In 2022, South Africa experienced a record number of days with loadshedding. Calculations indicate that stage 6 loadshedding costs the country approximately R 200 million per day. The South African Reserve Bank estimates that loadshedding is responsible for a 2% reduction in the country’s GDP growth.

While there are still some opportunities in South Africa, we believe it is crucial for investors to allocate a substantial portion of their assets to global markets, considering the aforementioned threats.

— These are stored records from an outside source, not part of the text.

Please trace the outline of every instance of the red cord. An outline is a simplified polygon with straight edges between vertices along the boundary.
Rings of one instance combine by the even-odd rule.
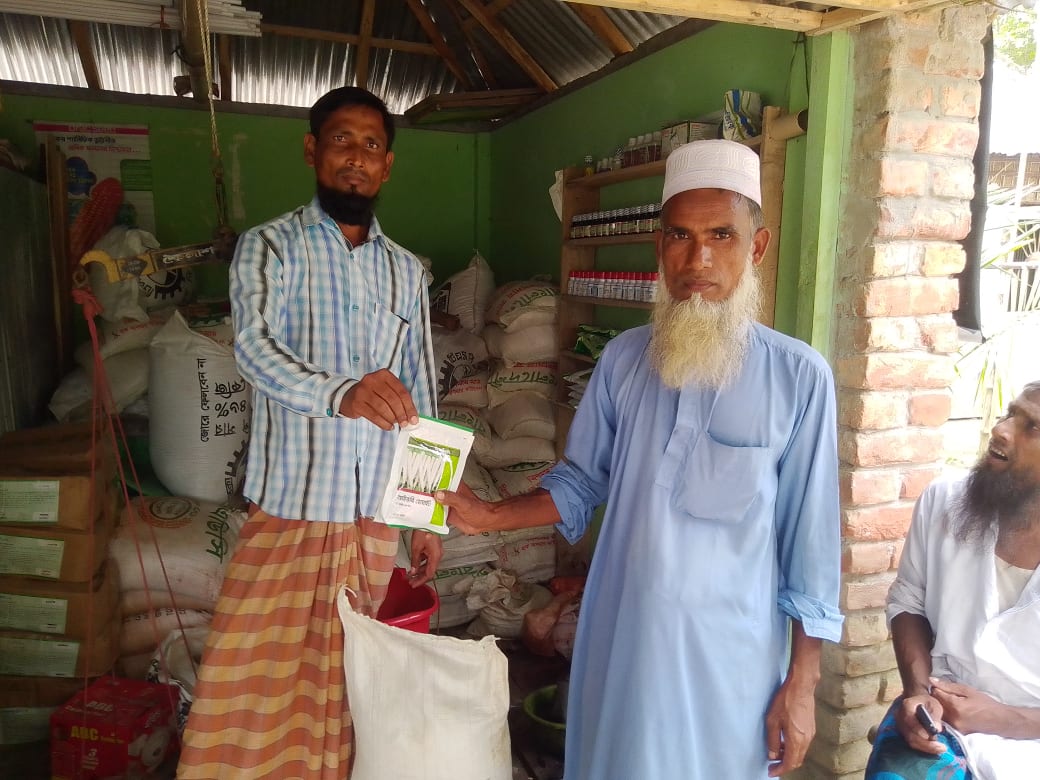
[[[152,603],[151,588],[148,583],[148,574],[145,571],[144,556],[141,554],[141,542],[137,533],[137,520],[138,513],[136,505],[130,500],[130,494],[127,489],[126,472],[123,469],[123,459],[119,456],[120,452],[127,453],[127,461],[130,464],[130,473],[133,478],[133,485],[137,489],[137,495],[143,496],[144,492],[141,490],[141,480],[137,476],[137,468],[134,466],[133,458],[129,457],[130,448],[126,440],[126,431],[123,428],[123,422],[119,417],[118,410],[115,407],[115,400],[112,396],[112,388],[108,382],[108,376],[105,373],[105,361],[101,357],[100,340],[98,338],[97,324],[95,318],[101,314],[102,307],[98,303],[97,298],[94,294],[84,287],[77,287],[72,290],[72,300],[75,303],[80,304],[83,309],[83,316],[87,321],[87,329],[90,332],[90,343],[91,350],[93,352],[93,367],[94,367],[94,381],[93,381],[93,403],[91,406],[91,453],[90,453],[90,489],[89,489],[89,509],[91,517],[90,533],[94,533],[94,518],[97,516],[98,500],[97,494],[94,489],[94,483],[97,479],[97,457],[98,457],[98,445],[100,444],[100,438],[104,433],[107,433],[109,443],[112,445],[112,451],[115,454],[116,468],[119,472],[119,485],[123,493],[124,506],[127,508],[126,517],[130,524],[131,536],[134,540],[134,547],[137,551],[137,562],[141,567],[141,579],[144,583],[145,600],[148,606],[148,613],[151,617],[152,623],[152,635],[155,639],[156,649],[159,651],[159,664],[162,668],[163,673],[166,675],[166,679],[173,680],[173,675],[170,673],[169,665],[166,661],[166,654],[162,649],[162,637],[159,635],[159,625],[156,620],[155,606]],[[105,423],[108,423],[107,425]],[[106,430],[103,433],[99,433],[99,425],[103,426]],[[117,439],[118,433],[118,439]],[[120,444],[122,444],[122,450],[120,450]],[[150,523],[145,523],[149,533],[151,534],[152,545],[155,547],[156,557],[159,560],[159,567],[162,571],[163,580],[166,583],[166,590],[170,596],[170,603],[173,605],[174,617],[177,619],[177,628],[180,630],[181,641],[184,643],[184,649],[187,651],[188,661],[192,665],[192,670],[198,676],[198,669],[196,668],[195,659],[191,654],[191,646],[188,644],[188,638],[184,634],[184,625],[181,622],[180,610],[177,608],[177,599],[173,592],[173,586],[170,584],[170,577],[166,571],[166,563],[163,561],[162,550],[159,549],[159,542],[155,537],[155,528]],[[91,571],[94,570],[94,546],[90,547],[90,564]],[[87,634],[89,636],[94,635],[93,629],[93,599],[88,600],[88,611],[87,611]],[[86,679],[84,679],[84,688],[86,687]],[[173,688],[171,685],[167,685],[166,690],[167,698],[170,702],[171,709],[176,717],[179,712],[179,700],[173,700]],[[180,732],[177,734],[178,743],[180,742]],[[179,744],[178,744],[179,747]]]

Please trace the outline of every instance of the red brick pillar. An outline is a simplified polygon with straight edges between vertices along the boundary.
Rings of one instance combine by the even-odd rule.
[[[860,780],[901,684],[884,603],[916,499],[942,467],[971,224],[982,6],[853,33],[854,115],[836,262],[846,624],[827,646],[801,777]]]

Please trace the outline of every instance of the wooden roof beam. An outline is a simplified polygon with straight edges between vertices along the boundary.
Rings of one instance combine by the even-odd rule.
[[[484,11],[485,13],[487,13],[488,16],[494,19],[496,16],[498,16],[504,10],[509,8],[509,6],[511,6],[515,2],[516,0],[492,0],[492,2],[484,6]],[[466,21],[464,21],[462,24],[464,29],[469,30],[470,32],[472,32],[480,26],[480,22],[478,22],[472,16]]]
[[[368,66],[372,59],[372,25],[375,18],[376,0],[365,0],[361,6],[357,59],[354,62],[354,83],[362,89],[368,86]]]
[[[644,11],[668,14],[689,19],[709,19],[714,22],[751,24],[777,30],[815,32],[823,22],[819,11],[805,11],[782,5],[758,3],[753,0],[584,0],[588,5],[621,8],[626,11]]]
[[[342,43],[347,46],[357,46],[361,42],[360,35],[353,33],[332,32],[330,30],[313,30],[308,27],[290,27],[284,24],[260,25],[264,34],[284,35],[286,38],[306,38],[313,41],[329,41],[330,43]],[[369,45],[373,49],[394,49],[410,54],[425,54],[430,57],[438,56],[437,48],[430,43],[419,41],[399,41],[396,38],[371,38]]]
[[[815,30],[810,30],[809,35],[822,35],[823,33],[834,32],[835,30],[844,30],[849,27],[856,27],[857,25],[866,24],[867,22],[872,22],[875,19],[881,19],[885,16],[891,16],[895,13],[908,14],[949,4],[950,0],[916,0],[915,2],[903,3],[899,8],[888,10],[838,8],[834,11],[827,11],[823,15],[823,21],[820,22],[820,26]],[[842,2],[841,5],[846,5],[846,3]]]
[[[426,6],[423,5],[422,0],[405,1],[408,3],[408,7],[411,9],[412,14],[419,20],[419,26],[423,28],[426,37],[430,39],[434,50],[441,56],[441,59],[444,60],[444,64],[448,66],[448,70],[455,74],[455,78],[459,80],[459,83],[462,84],[463,87],[471,89],[472,82],[469,80],[469,75],[455,56],[455,52],[452,51],[452,48],[448,46],[447,41],[444,40],[440,28],[433,20],[433,17],[430,16],[430,12],[426,10]]]
[[[91,89],[101,89],[101,74],[98,72],[97,59],[94,57],[94,45],[90,40],[90,25],[87,22],[69,20],[69,32],[76,43],[79,64],[83,68],[83,76]]]
[[[520,42],[513,37],[509,30],[503,27],[497,19],[487,15],[484,6],[478,0],[459,0],[459,2],[535,84],[546,92],[556,90],[557,84],[552,80],[552,77],[542,70],[542,66],[538,64],[534,57],[527,53],[527,49],[520,45]]]
[[[607,12],[598,5],[585,5],[585,3],[567,3],[567,5],[585,23],[585,26],[592,30],[592,34],[610,49],[615,57],[632,51],[631,41],[610,20]]]
[[[480,43],[470,32],[470,29],[462,21],[462,11],[459,10],[458,0],[444,0],[444,4],[448,7],[451,15],[455,17],[455,23],[462,30],[462,37],[466,39],[466,50],[469,52],[470,57],[473,58],[473,64],[477,66],[477,71],[480,73],[480,77],[484,79],[484,84],[488,89],[498,89],[498,79],[495,78],[495,72],[491,69],[491,63],[488,62],[487,57],[484,56],[484,52],[481,51]],[[470,17],[467,21],[473,21]],[[467,87],[470,89],[470,87]]]
[[[220,99],[234,100],[231,95],[231,36],[217,36],[217,70],[220,73]]]

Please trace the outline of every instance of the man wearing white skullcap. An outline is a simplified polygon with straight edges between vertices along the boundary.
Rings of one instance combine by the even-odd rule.
[[[438,497],[467,533],[606,513],[581,605],[566,780],[762,780],[815,732],[821,642],[841,637],[834,383],[755,321],[757,155],[668,157],[649,325],[611,341],[564,460],[519,498]]]

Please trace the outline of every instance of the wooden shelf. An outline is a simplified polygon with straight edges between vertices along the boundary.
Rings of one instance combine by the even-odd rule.
[[[762,145],[762,136],[758,135],[743,142],[745,146],[755,149]],[[646,179],[651,176],[664,175],[664,160],[655,160],[644,165],[631,165],[628,168],[618,168],[614,171],[603,171],[588,176],[579,176],[567,182],[568,187],[609,187],[611,184],[621,184],[636,179]]]
[[[622,298],[593,298],[587,295],[564,295],[563,299],[571,303],[588,303],[593,306],[613,306],[617,309],[652,309],[650,301],[626,301]]]
[[[664,175],[664,160],[655,160],[645,165],[630,165],[628,168],[618,168],[613,171],[593,173],[589,176],[579,176],[567,182],[568,187],[609,187],[611,184],[621,184],[636,179],[646,179],[650,176]]]
[[[565,412],[570,412],[571,414],[574,414],[576,411],[578,411],[575,407],[571,406],[568,403],[564,403],[563,401],[553,401],[553,406],[555,406],[557,409],[563,409]]]
[[[596,238],[568,238],[567,246],[621,246],[622,244],[652,244],[657,233],[629,233],[624,236],[597,236]]]

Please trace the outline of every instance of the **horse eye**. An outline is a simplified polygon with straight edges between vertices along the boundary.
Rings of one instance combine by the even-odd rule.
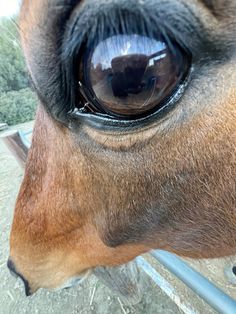
[[[124,119],[164,107],[191,63],[177,42],[137,34],[111,36],[87,48],[85,55],[80,80],[85,107]]]

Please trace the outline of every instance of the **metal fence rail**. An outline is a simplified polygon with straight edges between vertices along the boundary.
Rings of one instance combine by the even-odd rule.
[[[151,255],[213,309],[224,314],[236,313],[236,301],[234,299],[180,258],[165,251],[153,251]]]

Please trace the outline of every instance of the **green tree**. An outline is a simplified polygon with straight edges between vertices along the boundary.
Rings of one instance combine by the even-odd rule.
[[[0,19],[0,92],[20,90],[28,86],[16,25],[16,18]]]
[[[34,119],[37,99],[30,88],[0,94],[0,122],[14,125]]]
[[[0,19],[0,123],[14,125],[34,118],[37,98],[28,76],[17,30],[17,19]]]

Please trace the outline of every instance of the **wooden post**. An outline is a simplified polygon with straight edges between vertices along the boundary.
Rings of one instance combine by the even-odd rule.
[[[124,303],[135,305],[142,299],[142,276],[136,260],[116,267],[97,267],[94,275]]]
[[[22,168],[25,168],[25,163],[28,154],[28,147],[24,145],[18,131],[3,137],[4,143],[10,149],[12,154],[15,156],[16,160]]]

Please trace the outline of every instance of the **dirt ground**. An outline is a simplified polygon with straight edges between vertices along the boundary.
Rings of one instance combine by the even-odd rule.
[[[32,123],[17,126],[29,129]],[[62,291],[40,290],[26,298],[23,284],[13,278],[7,268],[9,253],[9,232],[13,216],[15,198],[22,180],[23,171],[3,143],[0,132],[0,314],[178,314],[182,313],[150,279],[143,273],[144,291],[142,301],[135,306],[125,306],[123,301],[106,288],[95,276],[89,277],[82,285]],[[225,268],[232,267],[235,258],[211,261],[189,261],[227,293],[236,297],[236,277],[225,277]],[[191,313],[215,313],[192,291],[167,272],[161,265],[154,265],[176,289],[184,302],[191,304]],[[235,282],[234,282],[235,281]],[[236,313],[236,311],[235,311]]]

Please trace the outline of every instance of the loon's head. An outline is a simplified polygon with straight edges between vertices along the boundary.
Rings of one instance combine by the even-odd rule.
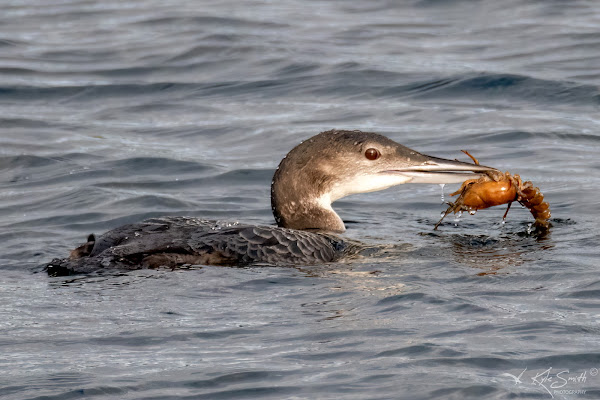
[[[281,161],[271,205],[279,226],[343,232],[331,203],[344,196],[403,183],[460,183],[490,170],[427,156],[376,133],[331,130],[300,143]]]

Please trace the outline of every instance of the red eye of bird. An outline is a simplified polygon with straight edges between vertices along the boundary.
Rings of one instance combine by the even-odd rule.
[[[381,153],[377,149],[370,148],[365,151],[365,157],[367,157],[369,160],[377,160],[380,156]]]

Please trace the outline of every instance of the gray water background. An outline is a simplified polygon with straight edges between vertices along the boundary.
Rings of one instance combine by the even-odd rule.
[[[595,1],[3,2],[0,397],[600,398],[599,85]],[[433,232],[440,187],[404,185],[334,205],[371,256],[42,271],[151,216],[271,224],[332,128],[519,173],[551,233]]]

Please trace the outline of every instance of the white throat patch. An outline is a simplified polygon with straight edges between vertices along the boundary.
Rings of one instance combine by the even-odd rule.
[[[350,194],[376,192],[411,180],[412,177],[400,173],[359,175],[349,181],[336,183],[327,197],[333,202]]]

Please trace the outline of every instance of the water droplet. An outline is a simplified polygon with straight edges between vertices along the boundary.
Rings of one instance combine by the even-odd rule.
[[[527,225],[527,234],[530,235],[532,231],[533,231],[533,224],[530,222]]]
[[[212,221],[213,225],[210,227],[213,231],[220,231],[223,228],[231,228],[233,226],[237,226],[240,223],[237,221]]]
[[[477,213],[477,210],[469,210],[470,215],[475,215],[476,213]]]
[[[462,211],[459,211],[456,214],[454,214],[454,226],[458,226],[458,223],[460,222],[460,217],[462,217]]]
[[[444,186],[446,186],[445,183],[440,183],[440,187],[442,188],[442,204],[444,203]]]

However, we acknowledge that a portion of an investor’s portfolio should still include South African assets.

Our solution

There are numerous favorable factors for South African investors considering long-term investments in global markets. At VEGA Asset Management, we offer a distinctive service that entails opening a Swiss bank account in each client’s name, which we then manage in terms of investment activities. Additionally, clients have the option to utilize the Swiss bank account for transactional purposes. Through this account, we can invest in most globally listed shares and hold cash in various currencies. Moreover, the account can serve as a platform for investing in a range of financial instruments, including structured products, bonds, and options, among others. The primary challenge for investors lies in not allowing short-term fluctuations in portfolio value to impact their decision-making. Rather than fixating on the daily share prices of companies, it is advisable to focus on factors such as revenue and earnings growth, profit margins and debt levels. These indicators provide a more reliable assessment of a company’s potential as a sound long-term investment.

In the words of Warren Buffet, “The stock market is a device for transferring money from the impatient to the patient.”